Friday, September 21, 2007

Form should follow function

Given that giving in the US alone adds up to hundreds of billions of dollars per year, you'd think we'd have some better marketing and shopping tools.

Imagine you've moved to a new city. You need to figure out how to get around - should it be by bike, walking, public transit, car share, or do you really need to buy a car, pay for parking, insurance, and a garage? If you take this question to a car dealer, they will nudge you toward choosing between 2 door and 4 door model cars; they have no interest in selling you any of the other choices. They're not going to solve your transportation problem, they are going to solve your car problem.

Same thing applies for donors. Imagine you've got some money to give away. You've made small gifts direct to nonprofits in the past, but now its bigger than that. You need to figure out what you want to support, whether to use time and money, what to do about taxes, and how much giving away money will wind up costing you. If you go to your attorney, he or she is likely to "sell" you a private foundation, because, lo and behold, that's what attorneys sell. If you ask your investment adviser, they'll suggest whatever product option best allows their firm to continue managing your assets. Your favorite nonprofit, your alma mater, local community foundation, mutual fund company, bank - same thing - they'll help you choose among their products, but they may not solve your giving problem.

This is a key issue for philanthropic capital markets.

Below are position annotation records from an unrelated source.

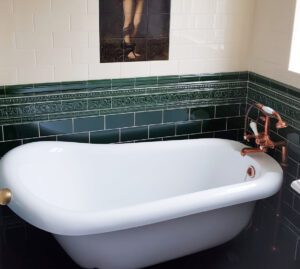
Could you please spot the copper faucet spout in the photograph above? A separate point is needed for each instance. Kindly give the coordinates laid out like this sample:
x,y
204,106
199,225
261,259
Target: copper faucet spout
x,y
263,140
246,151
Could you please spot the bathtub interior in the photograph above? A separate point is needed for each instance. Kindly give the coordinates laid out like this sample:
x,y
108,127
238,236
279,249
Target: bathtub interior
x,y
104,177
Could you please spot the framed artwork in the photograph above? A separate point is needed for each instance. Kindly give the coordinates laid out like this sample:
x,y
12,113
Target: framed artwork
x,y
134,30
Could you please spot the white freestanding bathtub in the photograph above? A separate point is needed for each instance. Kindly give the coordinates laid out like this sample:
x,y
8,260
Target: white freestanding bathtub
x,y
133,205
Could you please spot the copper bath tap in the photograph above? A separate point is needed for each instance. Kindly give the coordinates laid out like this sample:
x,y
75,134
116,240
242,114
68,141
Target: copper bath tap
x,y
263,140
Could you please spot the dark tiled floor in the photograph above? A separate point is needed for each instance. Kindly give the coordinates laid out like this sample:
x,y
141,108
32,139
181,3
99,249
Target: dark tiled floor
x,y
252,249
41,251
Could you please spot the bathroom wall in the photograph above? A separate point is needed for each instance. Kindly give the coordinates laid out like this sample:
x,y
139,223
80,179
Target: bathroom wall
x,y
271,40
58,40
277,223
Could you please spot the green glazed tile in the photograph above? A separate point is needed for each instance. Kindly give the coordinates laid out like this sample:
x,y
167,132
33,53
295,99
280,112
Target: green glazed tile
x,y
48,107
209,77
229,76
189,78
39,139
73,85
214,125
79,138
175,115
76,105
19,89
105,137
48,128
161,130
2,92
43,88
7,146
104,84
88,124
146,82
119,121
100,103
199,113
19,131
227,110
135,133
188,128
123,83
145,118
168,80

Many donors know a lot about how they think change happens, what I call "change strategies." What they may not know is how those strategies are facilitated or hindered by certain giving vehicles.

In this conversation over at SSIR about advocacy a small comment shows how important this can be. In the discussion of foundations and advocacy, one person noted:

"Our founders (Steve and Michele Kirsch) created us as a supporting foundation of the Silicon Valley Community Foundation for the exact reason that they wanted us to be able to do policy work and lobbying."

Donors know how they think change happens - and should be asked about it - before they endow a foundation, fund a supporting organization, or purchase a donor advised fund. Because certain elements of those change strategies, such as lobbying, using endowment assets as part of the mission work, spending principal, engaging multiple generations, or being as anonymous as possible lend themselves better to some giving vehicles than others.

Those who buy these products (and, yes, all of the above options - foundations, donor advised funds, supporting organizations - are products) often don't get all the information they need to match their product choices to their "change strategies." Helping donors choose the right options - the ones that meet their values regarding change, costs, tax, and family benefits - is as important to rationalizing the philanthropic markets as is providing good advice about nonprofits to support.

1 comment:

Pete said...

Great observation. Donors may be looking for systems or policy change, but philanthropic advisors aren't geared up to address that concern for them. Reminds me of the point Emmett Carson has made about the tension between community foundations focused on "donor services" versus those that are "community focused." (See, e.g., He argues that those community foundations that stand for something will attract more donors, but too many people fear the opposite, that they'll chase donors away. Extending that from standing for something to also helping donors push a systems or policy change seems like an opportunity for community foundations and others who can plausibly offer to help advance their policy goals. But most in the business of advising donors seem more concerned to market a financial service, essentially, not the broader kind of involvement that, as you point out, donors increasingly may want.